Japanese exports rose more than forecast in April, providing support for an economy that’s expanded for two straight quarters after a recession in 2014.

The value of overseas shipments rose 8 percent from a year earlier, the Ministry of Finance said on Monday, compared with a median estimate for a 6 percent increase. Imports slid 4.2 percent, leaving a 53.4 billion yen ($440 million) trade deficit. Japan’s exports exceeded imports in March for the first time in almost three years.

Building strength in large exporting companies has been one of the key strengths of Prime Minister Shinzo Abe’s economic policies as the yen’s decline boosts the competitiveness of Japanese products overseas. The International Monetary Fund said on May 22 that weaker-than-expected growth in China and the U.S. could trip Japan’s export-led recovery.
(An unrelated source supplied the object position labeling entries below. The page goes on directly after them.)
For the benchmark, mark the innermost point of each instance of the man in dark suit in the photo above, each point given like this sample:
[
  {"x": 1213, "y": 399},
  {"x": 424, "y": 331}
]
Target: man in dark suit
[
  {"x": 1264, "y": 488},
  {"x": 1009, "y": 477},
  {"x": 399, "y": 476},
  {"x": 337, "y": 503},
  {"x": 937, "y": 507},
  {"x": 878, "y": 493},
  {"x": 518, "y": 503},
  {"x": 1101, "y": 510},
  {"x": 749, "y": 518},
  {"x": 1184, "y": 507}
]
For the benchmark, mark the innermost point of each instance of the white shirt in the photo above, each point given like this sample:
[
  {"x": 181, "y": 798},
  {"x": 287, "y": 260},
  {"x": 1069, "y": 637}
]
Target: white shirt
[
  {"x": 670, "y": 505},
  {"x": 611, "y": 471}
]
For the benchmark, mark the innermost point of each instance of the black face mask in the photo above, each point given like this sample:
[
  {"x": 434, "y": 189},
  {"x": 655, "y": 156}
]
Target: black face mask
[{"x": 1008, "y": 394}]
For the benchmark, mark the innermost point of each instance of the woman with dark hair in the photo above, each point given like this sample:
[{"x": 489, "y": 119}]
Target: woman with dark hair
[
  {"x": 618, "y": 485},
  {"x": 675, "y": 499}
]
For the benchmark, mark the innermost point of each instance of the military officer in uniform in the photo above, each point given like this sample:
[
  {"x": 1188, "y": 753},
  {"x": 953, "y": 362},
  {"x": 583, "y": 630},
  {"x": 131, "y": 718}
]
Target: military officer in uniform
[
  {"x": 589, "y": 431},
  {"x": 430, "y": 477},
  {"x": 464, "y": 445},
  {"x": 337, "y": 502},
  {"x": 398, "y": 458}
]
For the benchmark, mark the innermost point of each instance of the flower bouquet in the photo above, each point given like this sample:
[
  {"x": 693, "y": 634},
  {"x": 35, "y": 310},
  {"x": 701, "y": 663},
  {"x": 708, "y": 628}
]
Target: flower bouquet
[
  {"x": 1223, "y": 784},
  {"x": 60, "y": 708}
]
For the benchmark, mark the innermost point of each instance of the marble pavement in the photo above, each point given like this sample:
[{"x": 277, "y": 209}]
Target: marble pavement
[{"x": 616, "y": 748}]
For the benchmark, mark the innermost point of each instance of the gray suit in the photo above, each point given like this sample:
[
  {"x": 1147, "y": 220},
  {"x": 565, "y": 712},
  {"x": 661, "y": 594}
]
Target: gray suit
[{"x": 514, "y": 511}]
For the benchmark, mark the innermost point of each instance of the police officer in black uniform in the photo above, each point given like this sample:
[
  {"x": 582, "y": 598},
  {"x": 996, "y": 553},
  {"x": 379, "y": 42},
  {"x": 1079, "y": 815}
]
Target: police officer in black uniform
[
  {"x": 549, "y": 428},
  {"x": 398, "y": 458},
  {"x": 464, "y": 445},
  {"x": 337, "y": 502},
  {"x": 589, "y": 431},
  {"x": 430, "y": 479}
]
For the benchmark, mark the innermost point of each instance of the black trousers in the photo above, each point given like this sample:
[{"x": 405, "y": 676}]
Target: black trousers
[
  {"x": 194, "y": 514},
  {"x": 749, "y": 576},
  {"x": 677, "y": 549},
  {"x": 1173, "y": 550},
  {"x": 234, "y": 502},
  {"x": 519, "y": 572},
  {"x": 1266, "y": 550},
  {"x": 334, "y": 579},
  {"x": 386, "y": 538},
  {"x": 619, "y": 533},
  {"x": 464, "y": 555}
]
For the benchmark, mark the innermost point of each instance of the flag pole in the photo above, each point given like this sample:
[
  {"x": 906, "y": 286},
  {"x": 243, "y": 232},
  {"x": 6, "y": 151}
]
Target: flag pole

Shipments to the U.S. rose 21 percent, and those to China were up 2.4 percent from a year earlier.

Japan’s economy expanded 0.6 percent from the previous quarter in the three months through March, beating forecasts, with net exports subtracting 0.2 percentage point from growth.

The International Monetary Fund said Japan’s economy will grow about 1 percent in 2015 and 1.25 percent in 2016 due to recovery in exports and stronger domestic consumption in a statement.